Après l’événement Xen Cuts de la rentrée, Ninja Tune semble s’être imposé à un plus large public comme un des meilleurs labels electro du moment. L’intelligence des choix du label, la relative modernité des sons présentés, l’identité graphique récurrente ont fait du label de Coldcut un objet culturel des plus en vogue. Niveau élégance et identité musicale, on n’avait guère fait mieux, sauf peut-être Tzadik, DSA (Les Disques du Soleil et de l’Acier) ou Sub Rosa (aka Quatermass). Flanger, avec ses membres éminents, ne risque pas de dépareiller ce beau tout cohérent avec son exceptionnelle qualité de composition et de production.
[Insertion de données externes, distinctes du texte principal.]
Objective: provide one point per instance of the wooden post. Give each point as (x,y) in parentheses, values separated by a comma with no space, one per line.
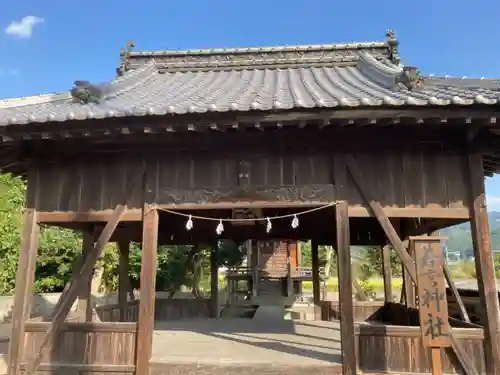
(463,311)
(409,285)
(214,281)
(387,273)
(69,298)
(123,277)
(85,295)
(432,303)
(289,279)
(70,293)
(316,280)
(377,210)
(485,269)
(24,284)
(145,325)
(345,290)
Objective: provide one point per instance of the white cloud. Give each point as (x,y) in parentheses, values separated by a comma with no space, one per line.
(493,202)
(8,72)
(24,28)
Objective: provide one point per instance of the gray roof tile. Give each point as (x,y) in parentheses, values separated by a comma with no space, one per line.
(326,76)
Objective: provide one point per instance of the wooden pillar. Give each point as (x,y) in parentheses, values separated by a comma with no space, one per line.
(345,290)
(316,280)
(85,294)
(289,279)
(387,273)
(147,290)
(24,289)
(256,266)
(485,269)
(123,277)
(214,281)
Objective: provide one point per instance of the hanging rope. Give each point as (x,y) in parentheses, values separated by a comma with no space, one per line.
(268,219)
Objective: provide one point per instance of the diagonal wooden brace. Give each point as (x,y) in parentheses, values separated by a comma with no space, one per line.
(352,166)
(68,299)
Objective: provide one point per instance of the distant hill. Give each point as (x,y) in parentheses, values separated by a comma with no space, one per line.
(460,240)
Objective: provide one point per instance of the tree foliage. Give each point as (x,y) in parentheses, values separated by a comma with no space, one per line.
(58,248)
(177,266)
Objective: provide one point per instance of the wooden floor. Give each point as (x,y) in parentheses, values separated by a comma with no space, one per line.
(247,342)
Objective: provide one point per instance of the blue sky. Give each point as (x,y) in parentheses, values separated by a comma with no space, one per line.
(69,41)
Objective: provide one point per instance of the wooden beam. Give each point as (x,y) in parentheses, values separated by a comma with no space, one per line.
(387,273)
(124,286)
(383,219)
(353,168)
(485,269)
(147,289)
(85,217)
(72,292)
(345,290)
(85,295)
(24,285)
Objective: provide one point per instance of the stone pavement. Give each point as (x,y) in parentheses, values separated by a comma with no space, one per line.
(247,341)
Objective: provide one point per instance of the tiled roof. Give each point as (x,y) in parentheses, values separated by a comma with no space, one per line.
(199,81)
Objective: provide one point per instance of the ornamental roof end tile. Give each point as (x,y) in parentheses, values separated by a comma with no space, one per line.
(256,78)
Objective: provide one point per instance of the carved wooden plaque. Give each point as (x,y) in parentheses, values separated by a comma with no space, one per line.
(431,289)
(246,213)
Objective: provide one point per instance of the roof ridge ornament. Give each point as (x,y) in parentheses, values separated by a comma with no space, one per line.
(410,77)
(85,92)
(125,58)
(393,46)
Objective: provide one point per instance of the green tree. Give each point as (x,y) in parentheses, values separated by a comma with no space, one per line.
(369,262)
(306,257)
(177,266)
(58,248)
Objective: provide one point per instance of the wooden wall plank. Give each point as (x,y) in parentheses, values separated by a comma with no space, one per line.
(412,178)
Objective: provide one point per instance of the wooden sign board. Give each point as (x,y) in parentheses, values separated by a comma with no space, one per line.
(431,290)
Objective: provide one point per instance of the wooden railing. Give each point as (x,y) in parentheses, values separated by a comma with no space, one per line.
(399,349)
(330,310)
(304,272)
(83,348)
(165,309)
En guise d’opening, quelques craquements vinyliques. La machine musicale, elle, reste pour l’instant en retrait. Sans heurts, discrètement, les instruments démarrent. Au loin une rythmique drum’n’bass, devant un xylophone très Milt Jackson, le tout enrobé par une ligne de basse assez exceptionnelle, germanique en diable. Les musiciens ne sont pas des inconnus. Atomheart nous fait revisiter de manière décalée des morceaux de Kraftwerk à coup de salsa do Brazil sous le nom de Senor Coconut. Associé à Burnt Friedman sur le projet Flanger, c’est le jazz estampillé années 70 qui passe à la moulinette. Leur source, pas prête d’être tarie, lorgne du côté du Miles Davis des années noires (Get up with it, Pangea), des premiers Zawinul et Weather Report et du Chick Corea des débuts. Pas de longueurs ni de détours, mais une musique intelligente que d’aucuns nommeront hâtivement « nu-jazz », faute de mieux. Flanger est en tout cas beaucoup plus à rapprocher des œuvres de Christian Zimmerman (cf. New sound of jazz vol.6 chez Compost Records) que de la soupe mâtinée electro-jazz ou soul signée Ludovic Navarre, Erik Truffaz, et autres fossoyeurs d’un passé musical presque trop riche.
La déconstruction se fait ici à la cool, aux antipodes d’un Otomo Yoshihide ou d’un John Zorn, dans leurs projets respectifs Ground Zero plays Standards et The Big Gundown. Mélodique à souhait, leur son électronique évite le piège facile du passéisme et redonne vie à des structures ternaires binarisantes, ou vice-versa, selon l’angle d’écoute. Parfait pour ramener chez vous votre voisin(e) de palier accroché(e) à Nova toute la journée.